Friday, August 7, 2020

God as Jazz Musician and Other Benedictions from Morning Watch

I have been doing Morning Watch since late March; when the technology is working, at 5:30 a.m., I broadcast live from my church's Facebook page which is then recorded.  I read many of the readings from Phyllis Tickle's The Divine Hours.  Then we take 5-7 minutes of quiet time for sketching, journaling, meditating, or whatever grounds us--I work on a sketch each morning.  I close with the last prayer, which Tickle calls "The Concluding Prayer of the Church," and then I say some encouraging words.

Some days, the encouraging words are similar, some version of "God is with us, walking beside us, cheering us on."  Other days, I say something different, just to keep it interesting, for both me and those who tune in.

On Tuesday morning, I was feeling tired and sloggy.  Just before Morning Watch, I had gone outside to look at the moon, which wasn't the gorgeous full moon I wanted to see, but something obscured.  At the end of Morning Watch,  I talked about looking for the full moon, which sometimes is gorgeous, or might appear as a glowing disc beneath clouds--not exactly what we were looking for, but beautiful anyway.
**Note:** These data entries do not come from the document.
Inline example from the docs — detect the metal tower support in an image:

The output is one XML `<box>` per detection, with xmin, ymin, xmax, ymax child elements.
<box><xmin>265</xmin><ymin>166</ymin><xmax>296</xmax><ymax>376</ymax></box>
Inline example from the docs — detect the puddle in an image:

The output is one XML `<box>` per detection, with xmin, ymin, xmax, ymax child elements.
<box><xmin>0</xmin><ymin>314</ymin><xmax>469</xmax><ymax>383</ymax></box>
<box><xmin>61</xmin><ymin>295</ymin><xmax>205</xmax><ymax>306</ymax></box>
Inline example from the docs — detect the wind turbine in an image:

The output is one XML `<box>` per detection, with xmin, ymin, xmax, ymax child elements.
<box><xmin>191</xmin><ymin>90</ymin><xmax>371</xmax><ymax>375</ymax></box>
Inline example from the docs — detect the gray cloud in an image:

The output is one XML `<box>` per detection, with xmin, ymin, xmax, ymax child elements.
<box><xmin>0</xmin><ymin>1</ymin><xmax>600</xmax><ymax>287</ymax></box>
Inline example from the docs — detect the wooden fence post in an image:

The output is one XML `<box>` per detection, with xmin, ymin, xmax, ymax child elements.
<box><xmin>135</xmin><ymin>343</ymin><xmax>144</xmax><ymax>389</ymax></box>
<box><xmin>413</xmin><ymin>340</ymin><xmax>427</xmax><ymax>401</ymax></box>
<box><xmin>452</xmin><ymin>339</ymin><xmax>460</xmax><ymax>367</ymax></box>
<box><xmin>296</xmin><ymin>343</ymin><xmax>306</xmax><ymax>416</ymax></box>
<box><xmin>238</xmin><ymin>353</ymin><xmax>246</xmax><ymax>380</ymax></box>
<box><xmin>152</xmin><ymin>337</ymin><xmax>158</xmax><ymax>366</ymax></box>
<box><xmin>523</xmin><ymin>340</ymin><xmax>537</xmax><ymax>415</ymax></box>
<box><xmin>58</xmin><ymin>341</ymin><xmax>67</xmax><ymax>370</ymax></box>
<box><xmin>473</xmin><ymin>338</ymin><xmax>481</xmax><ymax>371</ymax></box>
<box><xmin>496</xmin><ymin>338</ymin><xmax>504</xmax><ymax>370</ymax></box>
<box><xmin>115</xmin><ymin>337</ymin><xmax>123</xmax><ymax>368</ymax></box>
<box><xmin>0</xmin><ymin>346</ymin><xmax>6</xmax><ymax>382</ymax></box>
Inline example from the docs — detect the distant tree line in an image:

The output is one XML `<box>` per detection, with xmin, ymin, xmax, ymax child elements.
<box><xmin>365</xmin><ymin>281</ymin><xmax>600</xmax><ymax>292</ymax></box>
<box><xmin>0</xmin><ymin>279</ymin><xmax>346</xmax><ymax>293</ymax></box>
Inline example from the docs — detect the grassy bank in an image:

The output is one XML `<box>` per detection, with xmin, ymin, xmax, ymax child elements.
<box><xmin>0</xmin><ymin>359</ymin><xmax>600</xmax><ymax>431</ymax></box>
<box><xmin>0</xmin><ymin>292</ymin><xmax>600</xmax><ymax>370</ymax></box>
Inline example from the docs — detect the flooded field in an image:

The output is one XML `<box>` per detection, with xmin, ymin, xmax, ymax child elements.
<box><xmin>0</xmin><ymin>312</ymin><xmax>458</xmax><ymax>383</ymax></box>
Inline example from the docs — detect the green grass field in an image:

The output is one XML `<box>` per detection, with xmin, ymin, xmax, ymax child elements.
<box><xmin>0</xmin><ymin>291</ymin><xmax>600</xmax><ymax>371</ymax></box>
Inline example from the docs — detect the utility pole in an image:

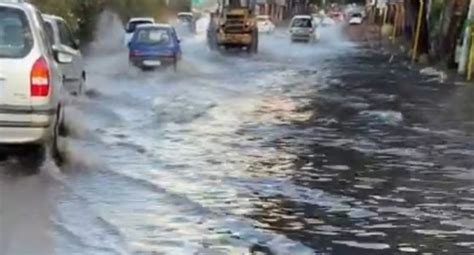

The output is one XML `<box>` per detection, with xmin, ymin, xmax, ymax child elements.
<box><xmin>458</xmin><ymin>0</ymin><xmax>474</xmax><ymax>74</ymax></box>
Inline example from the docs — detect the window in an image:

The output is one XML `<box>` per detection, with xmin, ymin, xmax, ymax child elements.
<box><xmin>58</xmin><ymin>21</ymin><xmax>78</xmax><ymax>49</ymax></box>
<box><xmin>126</xmin><ymin>20</ymin><xmax>153</xmax><ymax>33</ymax></box>
<box><xmin>44</xmin><ymin>21</ymin><xmax>57</xmax><ymax>44</ymax></box>
<box><xmin>0</xmin><ymin>7</ymin><xmax>33</xmax><ymax>58</ymax></box>
<box><xmin>135</xmin><ymin>28</ymin><xmax>171</xmax><ymax>45</ymax></box>
<box><xmin>292</xmin><ymin>19</ymin><xmax>313</xmax><ymax>28</ymax></box>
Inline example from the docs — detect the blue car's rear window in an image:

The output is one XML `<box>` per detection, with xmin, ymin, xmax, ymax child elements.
<box><xmin>132</xmin><ymin>28</ymin><xmax>173</xmax><ymax>45</ymax></box>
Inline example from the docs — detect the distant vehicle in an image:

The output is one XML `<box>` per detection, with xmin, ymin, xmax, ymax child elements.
<box><xmin>311</xmin><ymin>13</ymin><xmax>323</xmax><ymax>26</ymax></box>
<box><xmin>257</xmin><ymin>15</ymin><xmax>275</xmax><ymax>34</ymax></box>
<box><xmin>349</xmin><ymin>13</ymin><xmax>363</xmax><ymax>25</ymax></box>
<box><xmin>43</xmin><ymin>15</ymin><xmax>86</xmax><ymax>95</ymax></box>
<box><xmin>329</xmin><ymin>12</ymin><xmax>344</xmax><ymax>22</ymax></box>
<box><xmin>124</xmin><ymin>17</ymin><xmax>155</xmax><ymax>45</ymax></box>
<box><xmin>0</xmin><ymin>2</ymin><xmax>73</xmax><ymax>167</ymax></box>
<box><xmin>290</xmin><ymin>15</ymin><xmax>316</xmax><ymax>43</ymax></box>
<box><xmin>177</xmin><ymin>12</ymin><xmax>196</xmax><ymax>33</ymax></box>
<box><xmin>321</xmin><ymin>16</ymin><xmax>336</xmax><ymax>27</ymax></box>
<box><xmin>129</xmin><ymin>24</ymin><xmax>182</xmax><ymax>71</ymax></box>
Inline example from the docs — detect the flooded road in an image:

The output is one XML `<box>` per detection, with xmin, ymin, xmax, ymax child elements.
<box><xmin>0</xmin><ymin>13</ymin><xmax>474</xmax><ymax>255</ymax></box>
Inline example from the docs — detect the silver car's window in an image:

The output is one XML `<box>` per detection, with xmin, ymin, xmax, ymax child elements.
<box><xmin>44</xmin><ymin>21</ymin><xmax>57</xmax><ymax>44</ymax></box>
<box><xmin>134</xmin><ymin>28</ymin><xmax>171</xmax><ymax>45</ymax></box>
<box><xmin>291</xmin><ymin>19</ymin><xmax>313</xmax><ymax>27</ymax></box>
<box><xmin>0</xmin><ymin>7</ymin><xmax>33</xmax><ymax>58</ymax></box>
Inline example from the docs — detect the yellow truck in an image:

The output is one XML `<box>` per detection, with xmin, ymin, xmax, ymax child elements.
<box><xmin>208</xmin><ymin>0</ymin><xmax>258</xmax><ymax>53</ymax></box>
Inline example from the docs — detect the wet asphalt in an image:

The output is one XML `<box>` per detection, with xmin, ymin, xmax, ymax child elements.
<box><xmin>0</xmin><ymin>13</ymin><xmax>474</xmax><ymax>255</ymax></box>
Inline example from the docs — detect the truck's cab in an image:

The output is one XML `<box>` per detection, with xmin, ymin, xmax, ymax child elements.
<box><xmin>208</xmin><ymin>1</ymin><xmax>258</xmax><ymax>53</ymax></box>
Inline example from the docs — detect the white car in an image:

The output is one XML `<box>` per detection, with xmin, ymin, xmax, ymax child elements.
<box><xmin>321</xmin><ymin>16</ymin><xmax>336</xmax><ymax>27</ymax></box>
<box><xmin>0</xmin><ymin>2</ymin><xmax>72</xmax><ymax>167</ymax></box>
<box><xmin>290</xmin><ymin>15</ymin><xmax>317</xmax><ymax>43</ymax></box>
<box><xmin>177</xmin><ymin>12</ymin><xmax>196</xmax><ymax>33</ymax></box>
<box><xmin>43</xmin><ymin>15</ymin><xmax>86</xmax><ymax>95</ymax></box>
<box><xmin>124</xmin><ymin>17</ymin><xmax>155</xmax><ymax>46</ymax></box>
<box><xmin>349</xmin><ymin>13</ymin><xmax>364</xmax><ymax>25</ymax></box>
<box><xmin>257</xmin><ymin>15</ymin><xmax>275</xmax><ymax>33</ymax></box>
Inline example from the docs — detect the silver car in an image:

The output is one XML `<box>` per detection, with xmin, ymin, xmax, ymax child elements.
<box><xmin>290</xmin><ymin>15</ymin><xmax>316</xmax><ymax>43</ymax></box>
<box><xmin>0</xmin><ymin>1</ymin><xmax>72</xmax><ymax>167</ymax></box>
<box><xmin>43</xmin><ymin>15</ymin><xmax>86</xmax><ymax>95</ymax></box>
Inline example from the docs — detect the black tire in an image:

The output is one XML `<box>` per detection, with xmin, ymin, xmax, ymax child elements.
<box><xmin>19</xmin><ymin>144</ymin><xmax>46</xmax><ymax>175</ymax></box>
<box><xmin>173</xmin><ymin>59</ymin><xmax>178</xmax><ymax>72</ymax></box>
<box><xmin>249</xmin><ymin>30</ymin><xmax>258</xmax><ymax>54</ymax></box>
<box><xmin>49</xmin><ymin>107</ymin><xmax>67</xmax><ymax>166</ymax></box>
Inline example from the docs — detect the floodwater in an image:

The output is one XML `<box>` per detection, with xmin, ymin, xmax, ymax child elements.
<box><xmin>0</xmin><ymin>11</ymin><xmax>474</xmax><ymax>255</ymax></box>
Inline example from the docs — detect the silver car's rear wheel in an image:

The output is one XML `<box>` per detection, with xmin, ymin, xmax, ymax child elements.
<box><xmin>49</xmin><ymin>107</ymin><xmax>67</xmax><ymax>166</ymax></box>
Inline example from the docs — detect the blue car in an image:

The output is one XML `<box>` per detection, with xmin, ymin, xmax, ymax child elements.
<box><xmin>128</xmin><ymin>24</ymin><xmax>182</xmax><ymax>71</ymax></box>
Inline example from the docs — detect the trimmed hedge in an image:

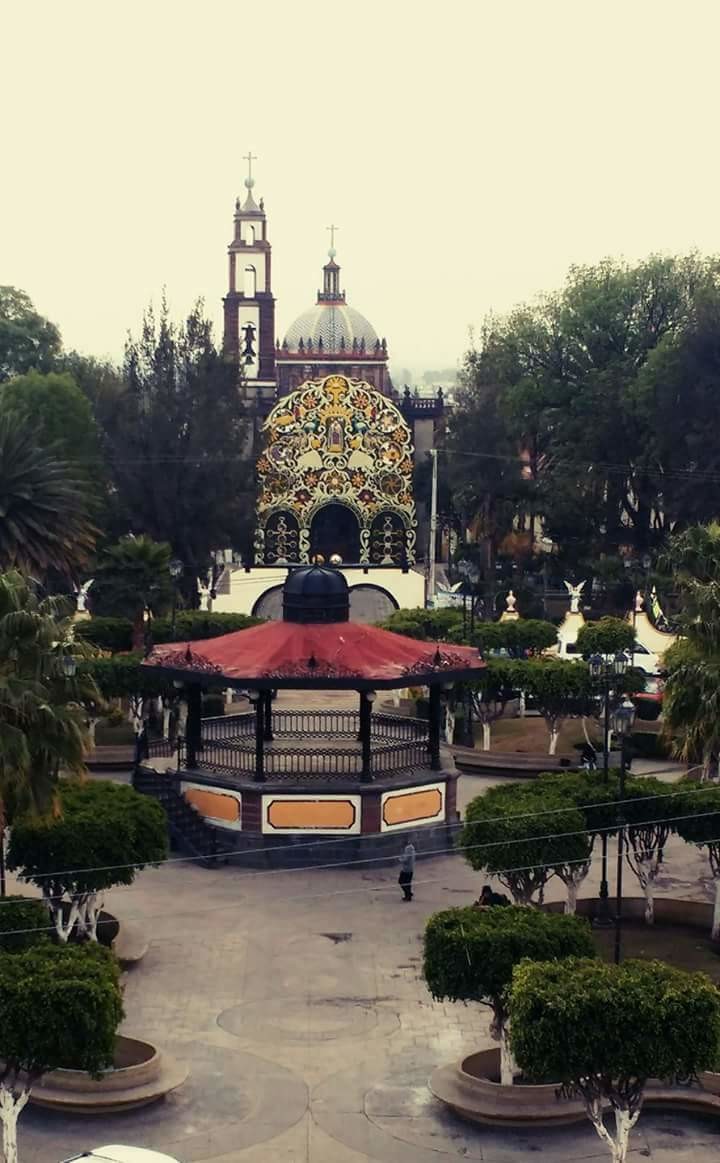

And then I had a new idea.  I talked about God as jazz musician in our band, master improviser.  I talked about God as the one who could lead us through unexpected twists and turns, that we could create something more beautiful than anything we had planned.

Yesterday was the feast day of the Transfiguration, along with being the 75th anniversary of the bombing of Hiroshima.  I talked about all the ways we long to be transfigured.  I also talked about danger of letting those longings for change make us want to bomb everything to rubble and start over, the way that public policy seems to do these days.  

Some days, I make up a benediction as we close.  Yesterday, I said that I wished for all of us that we would find ways to be transfigured and ways to go out and transfigure the world to make it closer to what God intends for us all.

Most days I end with that kind of benediction, regardless of the words that I choose to express it.